Оливию нахожу на кухне, та спокойно кушает свои хлопья и залипает в телефоне.
— Где она? — кричу я.
— И тебе доброе утро, как спалось? — отвечает девушка не отрываясь от телефона.
Со злости хватаю телефон, тот летит в стену.
— Купишь новый.
— Где она — скрежу зубами, пытаясь сдержать свой гнев.
— Незнаю — шепчет она мне на ухо и выходит из кухни.
После её ухода повисла тишина. Гнев начал угасать, но напряжение так и не покинуло мои мышцы. Маленький котёнок с успехом обвёл меня вокруг пальца. Мне казалось, я здесь кукловод, но это она играла со мной.
Мне приходится приложить много усилий, чтобы закрыть глаза и сосредоточиться на своем дыхании.
Сердце колотится.
Пульс учащенный.
Тяжело.
Я громко стону.
Черт!
Она, наверное, даже не представляет, что делает со мной… с моим телом, когда я вижу ее и нахожусь так близко к ней. Теперь же её нет, и я умираю. Медленно и мучительно.
Я всегда думал, что в аду есть особое место с моим именем. Место в седьмом круге, где мое наказание будет длиться целую вечность. Мне удалось смириться с этим, как ни странно. В конце концов, это было то, что я заслужил, и оправдания мне не нужны.
Такая чистая душа, как у нее, никогда бы не ступила на порог темноты.
Я смеюсь над этим, циничным смехом, который почти заставляет меня задыхаться.
Вот и все, не так ли?
Какое еще наказание может сравниться с этим?
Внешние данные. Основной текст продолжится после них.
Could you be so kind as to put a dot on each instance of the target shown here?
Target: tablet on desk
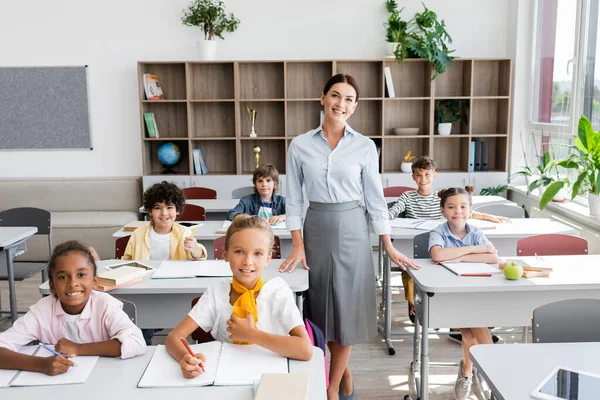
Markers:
(566, 384)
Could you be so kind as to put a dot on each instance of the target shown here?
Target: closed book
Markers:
(120, 275)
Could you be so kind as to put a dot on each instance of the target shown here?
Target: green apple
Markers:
(513, 271)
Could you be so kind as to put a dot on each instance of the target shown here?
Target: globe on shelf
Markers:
(169, 155)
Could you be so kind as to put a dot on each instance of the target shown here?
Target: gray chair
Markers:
(503, 210)
(28, 216)
(241, 192)
(567, 321)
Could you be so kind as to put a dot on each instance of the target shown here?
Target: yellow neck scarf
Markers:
(246, 303)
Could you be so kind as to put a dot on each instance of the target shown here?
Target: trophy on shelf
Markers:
(257, 150)
(252, 115)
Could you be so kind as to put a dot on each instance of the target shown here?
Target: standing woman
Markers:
(339, 169)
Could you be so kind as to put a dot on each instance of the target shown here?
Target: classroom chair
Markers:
(200, 335)
(219, 248)
(192, 213)
(567, 321)
(241, 192)
(199, 193)
(120, 246)
(396, 191)
(552, 245)
(503, 210)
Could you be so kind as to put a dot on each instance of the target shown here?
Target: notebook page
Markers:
(164, 371)
(7, 375)
(215, 268)
(78, 374)
(243, 364)
(470, 268)
(176, 270)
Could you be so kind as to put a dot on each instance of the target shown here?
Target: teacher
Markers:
(338, 168)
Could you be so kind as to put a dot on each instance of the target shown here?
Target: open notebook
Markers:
(192, 269)
(227, 364)
(78, 374)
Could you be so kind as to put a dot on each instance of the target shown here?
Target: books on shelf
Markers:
(227, 364)
(152, 87)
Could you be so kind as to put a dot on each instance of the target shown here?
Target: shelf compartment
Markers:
(219, 155)
(152, 165)
(489, 117)
(171, 77)
(272, 152)
(305, 80)
(261, 80)
(212, 119)
(270, 118)
(456, 81)
(451, 153)
(497, 151)
(368, 75)
(367, 118)
(171, 118)
(491, 78)
(406, 114)
(394, 149)
(303, 116)
(411, 79)
(210, 81)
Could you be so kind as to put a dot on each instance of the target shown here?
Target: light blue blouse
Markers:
(348, 173)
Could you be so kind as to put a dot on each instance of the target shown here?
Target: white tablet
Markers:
(566, 384)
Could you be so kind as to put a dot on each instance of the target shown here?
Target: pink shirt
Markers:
(102, 319)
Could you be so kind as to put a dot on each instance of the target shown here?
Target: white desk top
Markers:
(569, 272)
(10, 235)
(519, 228)
(118, 379)
(298, 281)
(514, 370)
(208, 231)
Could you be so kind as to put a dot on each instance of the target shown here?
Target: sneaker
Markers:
(462, 387)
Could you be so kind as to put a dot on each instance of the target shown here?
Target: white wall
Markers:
(112, 35)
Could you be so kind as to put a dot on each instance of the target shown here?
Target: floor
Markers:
(377, 375)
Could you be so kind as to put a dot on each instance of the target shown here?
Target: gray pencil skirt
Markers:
(341, 293)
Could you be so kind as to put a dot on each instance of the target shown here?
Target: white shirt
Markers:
(277, 311)
(72, 332)
(160, 245)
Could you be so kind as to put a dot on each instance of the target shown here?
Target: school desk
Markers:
(10, 239)
(162, 303)
(113, 378)
(514, 371)
(443, 300)
(207, 233)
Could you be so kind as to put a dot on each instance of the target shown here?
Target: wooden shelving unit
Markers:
(205, 107)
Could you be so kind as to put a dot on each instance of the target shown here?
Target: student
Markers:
(424, 203)
(245, 309)
(264, 202)
(457, 241)
(75, 319)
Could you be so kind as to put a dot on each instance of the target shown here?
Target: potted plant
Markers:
(448, 112)
(423, 36)
(584, 159)
(211, 17)
(406, 165)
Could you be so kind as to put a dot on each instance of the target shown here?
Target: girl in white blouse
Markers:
(245, 309)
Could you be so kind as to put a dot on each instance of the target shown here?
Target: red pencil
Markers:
(189, 349)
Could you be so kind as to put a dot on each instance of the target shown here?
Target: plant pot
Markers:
(208, 49)
(444, 128)
(594, 204)
(406, 167)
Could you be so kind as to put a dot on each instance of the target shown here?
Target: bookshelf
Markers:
(205, 108)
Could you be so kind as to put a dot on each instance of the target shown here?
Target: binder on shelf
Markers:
(389, 84)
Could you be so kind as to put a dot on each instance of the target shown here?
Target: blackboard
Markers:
(44, 108)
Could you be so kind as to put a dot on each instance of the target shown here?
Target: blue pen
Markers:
(54, 352)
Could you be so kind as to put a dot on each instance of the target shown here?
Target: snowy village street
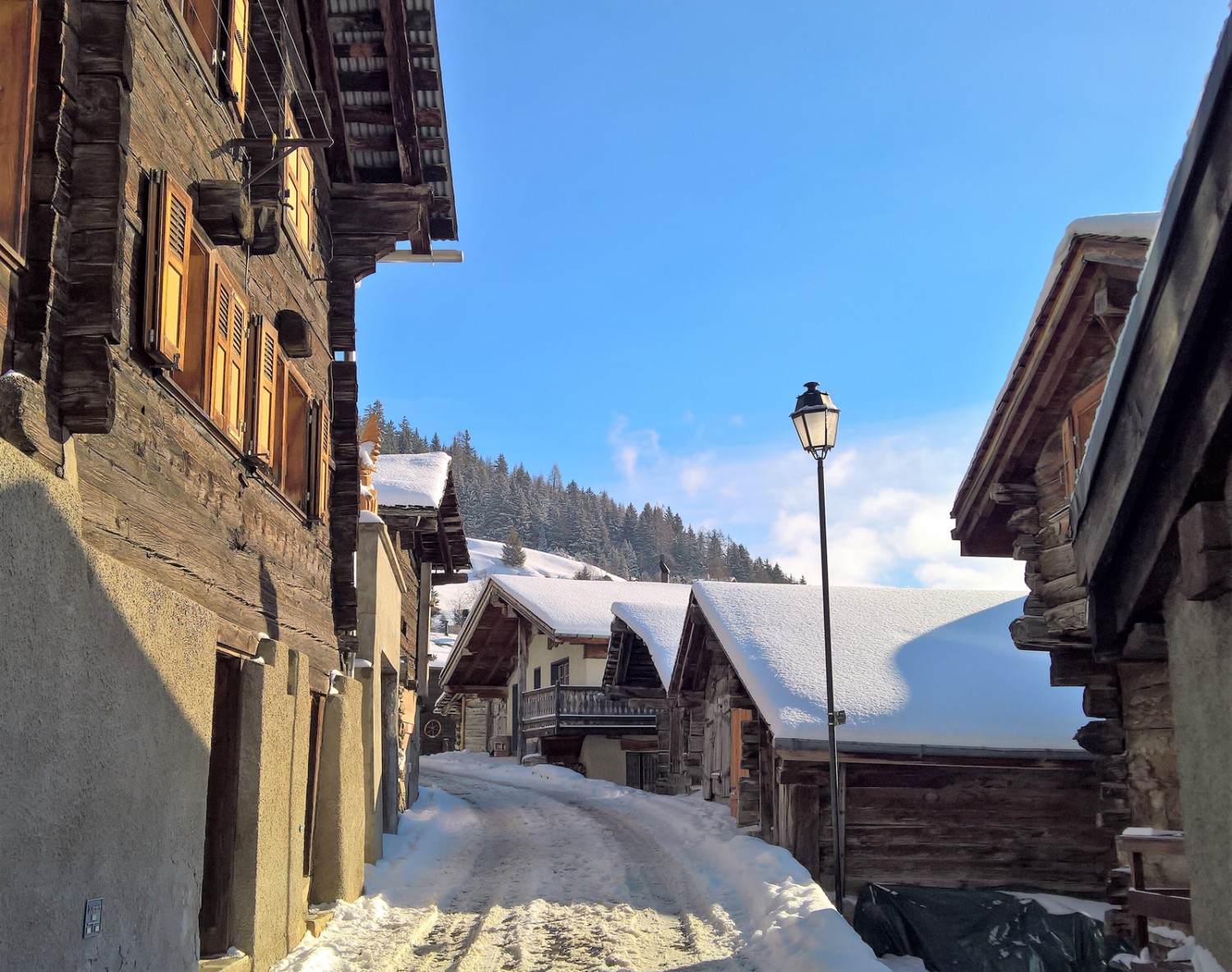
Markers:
(507, 868)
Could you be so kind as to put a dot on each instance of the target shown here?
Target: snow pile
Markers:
(583, 609)
(439, 647)
(485, 562)
(912, 666)
(660, 624)
(416, 481)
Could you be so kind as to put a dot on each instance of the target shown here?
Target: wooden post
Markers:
(421, 636)
(517, 730)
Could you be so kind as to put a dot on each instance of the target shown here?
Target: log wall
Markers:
(948, 826)
(160, 491)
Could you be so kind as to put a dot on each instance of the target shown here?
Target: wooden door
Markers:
(222, 802)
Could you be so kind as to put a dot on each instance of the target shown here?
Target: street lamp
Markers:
(817, 424)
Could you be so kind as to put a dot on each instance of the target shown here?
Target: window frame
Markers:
(218, 275)
(216, 69)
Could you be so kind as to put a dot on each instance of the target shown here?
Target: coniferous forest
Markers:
(556, 516)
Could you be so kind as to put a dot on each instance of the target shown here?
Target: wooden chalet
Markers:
(189, 194)
(955, 769)
(1015, 501)
(1151, 510)
(534, 651)
(416, 499)
(641, 653)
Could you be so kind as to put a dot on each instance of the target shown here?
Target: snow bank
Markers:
(583, 609)
(912, 666)
(785, 920)
(416, 481)
(660, 624)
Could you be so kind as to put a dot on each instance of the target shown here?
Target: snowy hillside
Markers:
(485, 562)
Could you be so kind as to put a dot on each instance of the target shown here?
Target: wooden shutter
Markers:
(219, 345)
(322, 463)
(237, 369)
(167, 298)
(1076, 431)
(19, 41)
(237, 53)
(264, 385)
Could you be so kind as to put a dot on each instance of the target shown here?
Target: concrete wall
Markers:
(339, 841)
(379, 587)
(604, 759)
(1200, 666)
(106, 685)
(269, 886)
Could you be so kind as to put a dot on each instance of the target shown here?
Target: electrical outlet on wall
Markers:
(93, 923)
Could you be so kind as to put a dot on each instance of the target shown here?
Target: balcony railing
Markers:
(582, 707)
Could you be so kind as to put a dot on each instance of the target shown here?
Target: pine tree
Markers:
(512, 553)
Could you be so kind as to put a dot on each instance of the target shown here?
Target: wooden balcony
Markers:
(561, 708)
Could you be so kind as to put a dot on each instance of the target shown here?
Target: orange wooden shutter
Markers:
(168, 274)
(237, 372)
(219, 345)
(237, 53)
(323, 463)
(265, 355)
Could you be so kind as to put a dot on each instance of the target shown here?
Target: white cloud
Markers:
(889, 494)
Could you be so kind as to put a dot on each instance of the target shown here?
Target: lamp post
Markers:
(817, 424)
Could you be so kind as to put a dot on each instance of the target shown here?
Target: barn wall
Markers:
(971, 827)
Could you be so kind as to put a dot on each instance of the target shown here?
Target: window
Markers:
(219, 34)
(298, 190)
(1076, 431)
(19, 36)
(226, 359)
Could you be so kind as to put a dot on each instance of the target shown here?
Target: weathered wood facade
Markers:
(190, 197)
(1151, 504)
(1015, 501)
(941, 816)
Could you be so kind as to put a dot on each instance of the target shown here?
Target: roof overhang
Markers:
(433, 535)
(1064, 332)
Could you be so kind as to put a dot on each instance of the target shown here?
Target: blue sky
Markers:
(674, 214)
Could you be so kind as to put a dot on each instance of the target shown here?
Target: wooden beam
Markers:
(1146, 643)
(393, 14)
(1205, 536)
(320, 44)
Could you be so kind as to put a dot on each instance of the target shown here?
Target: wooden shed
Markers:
(1152, 504)
(956, 762)
(641, 652)
(530, 661)
(1015, 501)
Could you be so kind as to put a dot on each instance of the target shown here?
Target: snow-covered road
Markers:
(515, 868)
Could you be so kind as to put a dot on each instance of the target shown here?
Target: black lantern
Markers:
(817, 421)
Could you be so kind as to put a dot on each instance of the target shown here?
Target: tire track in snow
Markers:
(535, 903)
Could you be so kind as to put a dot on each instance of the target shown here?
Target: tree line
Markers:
(551, 515)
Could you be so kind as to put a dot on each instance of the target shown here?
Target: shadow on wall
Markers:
(108, 681)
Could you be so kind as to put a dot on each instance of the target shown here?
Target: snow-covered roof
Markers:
(912, 666)
(658, 624)
(581, 609)
(414, 481)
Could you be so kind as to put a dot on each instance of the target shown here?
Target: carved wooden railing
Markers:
(582, 705)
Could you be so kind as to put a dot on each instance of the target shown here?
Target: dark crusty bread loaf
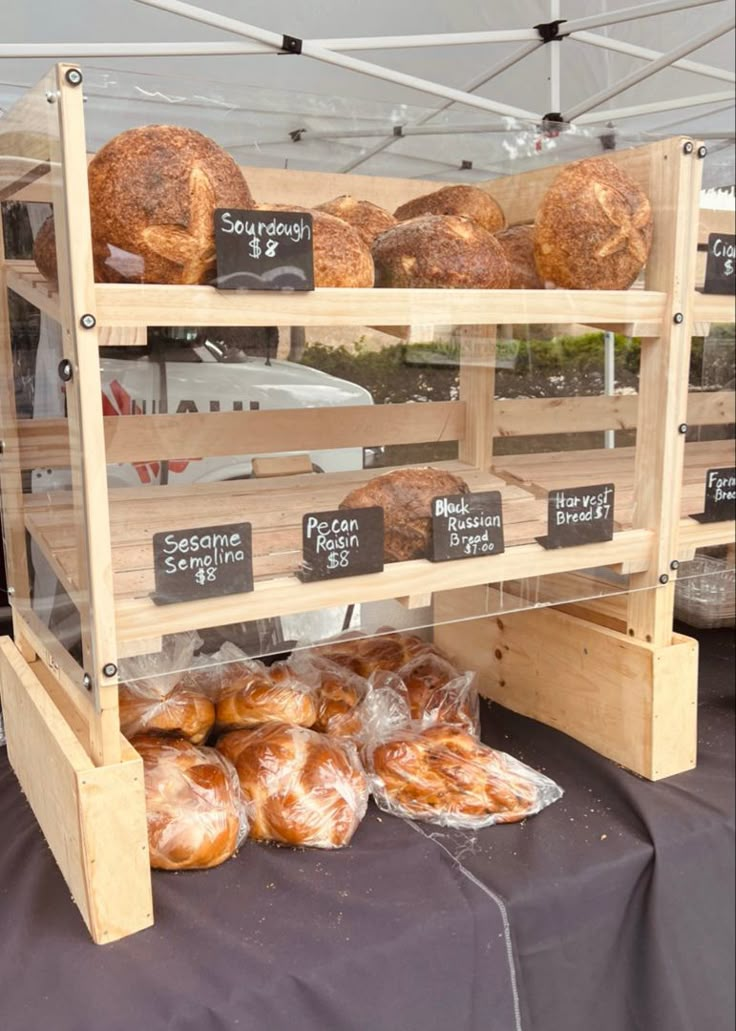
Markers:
(405, 496)
(44, 251)
(594, 227)
(439, 251)
(368, 219)
(469, 201)
(153, 195)
(517, 243)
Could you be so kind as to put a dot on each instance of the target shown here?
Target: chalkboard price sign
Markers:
(720, 496)
(205, 563)
(343, 542)
(720, 264)
(579, 516)
(264, 250)
(466, 526)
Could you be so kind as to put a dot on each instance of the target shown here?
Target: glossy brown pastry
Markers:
(469, 201)
(153, 195)
(405, 496)
(303, 788)
(44, 251)
(594, 228)
(195, 813)
(440, 252)
(273, 694)
(517, 243)
(179, 712)
(367, 219)
(445, 775)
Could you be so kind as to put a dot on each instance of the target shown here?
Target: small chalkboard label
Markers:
(204, 563)
(343, 542)
(720, 264)
(720, 496)
(466, 526)
(264, 250)
(579, 516)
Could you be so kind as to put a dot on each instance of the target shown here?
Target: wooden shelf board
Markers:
(123, 304)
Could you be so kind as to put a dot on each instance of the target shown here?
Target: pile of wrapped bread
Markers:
(298, 746)
(154, 192)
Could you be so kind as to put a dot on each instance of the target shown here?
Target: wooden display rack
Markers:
(623, 683)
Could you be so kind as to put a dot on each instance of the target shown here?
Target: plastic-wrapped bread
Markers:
(405, 496)
(439, 252)
(256, 694)
(594, 228)
(367, 219)
(303, 788)
(153, 195)
(442, 774)
(465, 200)
(195, 811)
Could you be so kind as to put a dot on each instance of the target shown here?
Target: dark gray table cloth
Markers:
(611, 910)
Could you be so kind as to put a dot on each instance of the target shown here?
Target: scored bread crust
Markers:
(153, 195)
(594, 228)
(469, 201)
(440, 252)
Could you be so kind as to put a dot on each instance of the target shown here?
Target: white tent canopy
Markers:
(488, 77)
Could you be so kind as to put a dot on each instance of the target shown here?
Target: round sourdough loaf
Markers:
(594, 228)
(440, 251)
(368, 219)
(517, 243)
(470, 201)
(153, 195)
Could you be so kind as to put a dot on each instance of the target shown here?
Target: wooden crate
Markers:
(97, 539)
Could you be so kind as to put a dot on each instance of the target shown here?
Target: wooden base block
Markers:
(93, 817)
(630, 701)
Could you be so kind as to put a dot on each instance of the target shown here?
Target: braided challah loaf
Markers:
(195, 812)
(303, 789)
(445, 776)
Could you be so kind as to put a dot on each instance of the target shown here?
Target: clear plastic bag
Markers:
(253, 694)
(157, 694)
(440, 773)
(304, 789)
(196, 813)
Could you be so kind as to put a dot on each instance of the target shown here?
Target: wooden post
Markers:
(76, 297)
(675, 176)
(477, 384)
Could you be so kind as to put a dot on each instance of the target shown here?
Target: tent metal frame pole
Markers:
(474, 84)
(655, 107)
(255, 48)
(643, 52)
(631, 14)
(664, 62)
(277, 42)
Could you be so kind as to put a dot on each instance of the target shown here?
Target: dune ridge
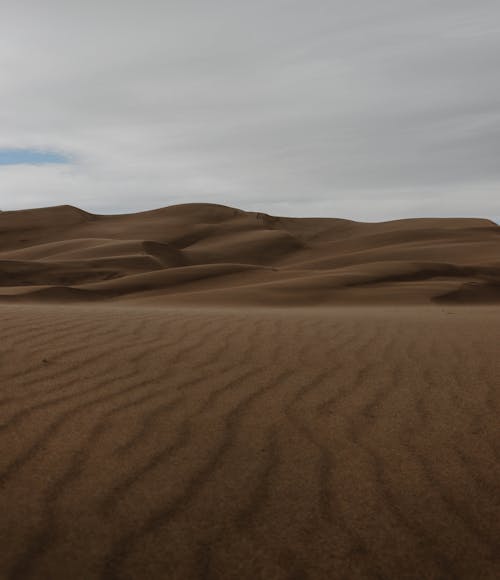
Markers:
(212, 254)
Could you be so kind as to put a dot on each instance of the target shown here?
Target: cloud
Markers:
(364, 110)
(30, 157)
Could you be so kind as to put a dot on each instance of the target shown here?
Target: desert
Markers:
(202, 392)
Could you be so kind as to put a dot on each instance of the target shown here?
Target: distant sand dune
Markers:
(199, 392)
(223, 443)
(184, 253)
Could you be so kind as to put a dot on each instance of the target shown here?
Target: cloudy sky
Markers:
(362, 109)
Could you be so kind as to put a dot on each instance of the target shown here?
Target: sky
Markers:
(369, 110)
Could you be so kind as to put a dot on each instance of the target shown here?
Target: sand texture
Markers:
(211, 254)
(203, 393)
(263, 444)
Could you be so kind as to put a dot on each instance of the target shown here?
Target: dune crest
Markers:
(213, 254)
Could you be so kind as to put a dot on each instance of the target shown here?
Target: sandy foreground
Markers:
(244, 443)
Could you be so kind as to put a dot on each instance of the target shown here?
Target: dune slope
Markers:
(211, 254)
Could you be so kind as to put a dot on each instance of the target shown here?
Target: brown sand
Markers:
(210, 254)
(144, 439)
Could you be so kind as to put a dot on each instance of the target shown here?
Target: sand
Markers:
(216, 255)
(241, 420)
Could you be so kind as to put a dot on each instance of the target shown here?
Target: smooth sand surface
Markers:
(185, 443)
(216, 255)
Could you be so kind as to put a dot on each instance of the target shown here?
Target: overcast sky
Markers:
(361, 109)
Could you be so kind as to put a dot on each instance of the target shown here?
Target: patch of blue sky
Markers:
(31, 157)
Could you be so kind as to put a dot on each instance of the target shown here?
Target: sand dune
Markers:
(199, 392)
(260, 444)
(176, 251)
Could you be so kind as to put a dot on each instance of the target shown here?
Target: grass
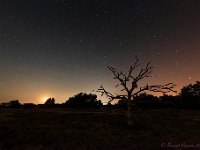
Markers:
(46, 129)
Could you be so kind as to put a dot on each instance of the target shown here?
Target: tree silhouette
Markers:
(129, 84)
(83, 100)
(14, 104)
(190, 94)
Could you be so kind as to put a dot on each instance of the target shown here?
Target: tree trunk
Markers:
(130, 116)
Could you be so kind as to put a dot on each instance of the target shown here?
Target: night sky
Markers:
(58, 48)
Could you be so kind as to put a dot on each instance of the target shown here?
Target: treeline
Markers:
(81, 100)
(189, 97)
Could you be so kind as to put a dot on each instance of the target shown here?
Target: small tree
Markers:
(190, 94)
(129, 84)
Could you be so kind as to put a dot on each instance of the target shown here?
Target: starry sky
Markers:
(58, 48)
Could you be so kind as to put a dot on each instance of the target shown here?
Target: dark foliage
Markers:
(28, 105)
(190, 95)
(83, 100)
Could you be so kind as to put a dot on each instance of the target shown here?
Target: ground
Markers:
(68, 129)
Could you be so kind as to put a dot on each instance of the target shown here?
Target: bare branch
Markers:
(110, 96)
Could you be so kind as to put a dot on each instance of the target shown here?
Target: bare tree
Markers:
(129, 84)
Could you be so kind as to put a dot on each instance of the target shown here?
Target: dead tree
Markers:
(129, 85)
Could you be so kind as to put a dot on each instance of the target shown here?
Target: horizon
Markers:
(58, 48)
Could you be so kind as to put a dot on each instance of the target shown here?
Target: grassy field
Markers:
(46, 129)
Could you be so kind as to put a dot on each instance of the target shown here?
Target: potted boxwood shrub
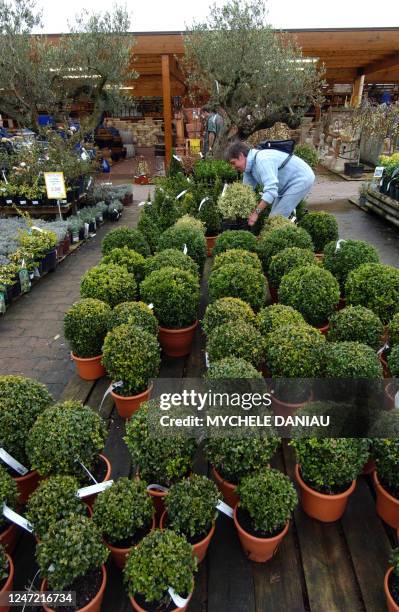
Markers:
(313, 291)
(133, 356)
(227, 310)
(326, 472)
(190, 511)
(85, 327)
(234, 458)
(109, 283)
(21, 401)
(162, 560)
(175, 295)
(71, 557)
(267, 501)
(124, 514)
(240, 281)
(322, 227)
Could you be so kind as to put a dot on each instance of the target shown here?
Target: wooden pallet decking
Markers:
(319, 567)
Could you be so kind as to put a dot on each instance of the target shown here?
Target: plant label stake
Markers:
(13, 463)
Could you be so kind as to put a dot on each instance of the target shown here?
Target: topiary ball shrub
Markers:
(109, 283)
(176, 237)
(234, 239)
(21, 401)
(162, 560)
(63, 435)
(123, 512)
(350, 255)
(275, 316)
(269, 498)
(356, 324)
(125, 236)
(279, 239)
(171, 258)
(85, 327)
(133, 356)
(236, 340)
(54, 499)
(240, 281)
(71, 548)
(322, 227)
(133, 261)
(375, 286)
(287, 260)
(227, 310)
(134, 313)
(175, 295)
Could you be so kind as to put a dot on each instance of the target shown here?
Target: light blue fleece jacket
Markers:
(295, 177)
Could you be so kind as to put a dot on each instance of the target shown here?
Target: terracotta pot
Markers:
(229, 490)
(200, 549)
(119, 555)
(94, 605)
(8, 583)
(324, 508)
(177, 342)
(89, 368)
(391, 604)
(258, 549)
(387, 506)
(126, 406)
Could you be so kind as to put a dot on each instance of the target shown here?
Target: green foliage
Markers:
(356, 324)
(132, 355)
(240, 281)
(125, 236)
(109, 283)
(175, 295)
(375, 286)
(85, 327)
(54, 499)
(270, 499)
(122, 509)
(134, 313)
(161, 560)
(239, 339)
(227, 310)
(157, 463)
(72, 547)
(350, 255)
(329, 465)
(62, 435)
(191, 506)
(21, 401)
(287, 260)
(295, 351)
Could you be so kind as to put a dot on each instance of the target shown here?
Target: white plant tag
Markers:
(13, 463)
(17, 519)
(92, 489)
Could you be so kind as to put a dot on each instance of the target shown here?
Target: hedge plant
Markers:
(109, 283)
(54, 499)
(356, 324)
(227, 310)
(85, 327)
(329, 465)
(123, 510)
(240, 281)
(133, 356)
(375, 286)
(125, 236)
(62, 435)
(269, 498)
(71, 548)
(21, 401)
Никакое…
Похоже, это ад на земле…
Ненависть к себе, которую я сейчас испытываю, переполняет меня, и мне ничего не удается сделать, кроме как на шатких ногах направиться обратно в комнату, где парни изучают камеры.
Войдя увидел как мужчины углубились в разговор. Увидев меня, они останавливаются и приветствуют меня. Я сохраняю ничего не выражающее выражение лица и поворачиваюсь, чтобы закрыть дверь.
Я молюсь о том, чтобы с ней все было хорошо.
Я молюсь о силе, чтобы она вернулась ко мне.
И… я молюсь о том, чтобы все это закончилось.
Что я натворил?
Что я навлек на нее?
— Миша пропал — залетает Иван — Видимо она его забрала.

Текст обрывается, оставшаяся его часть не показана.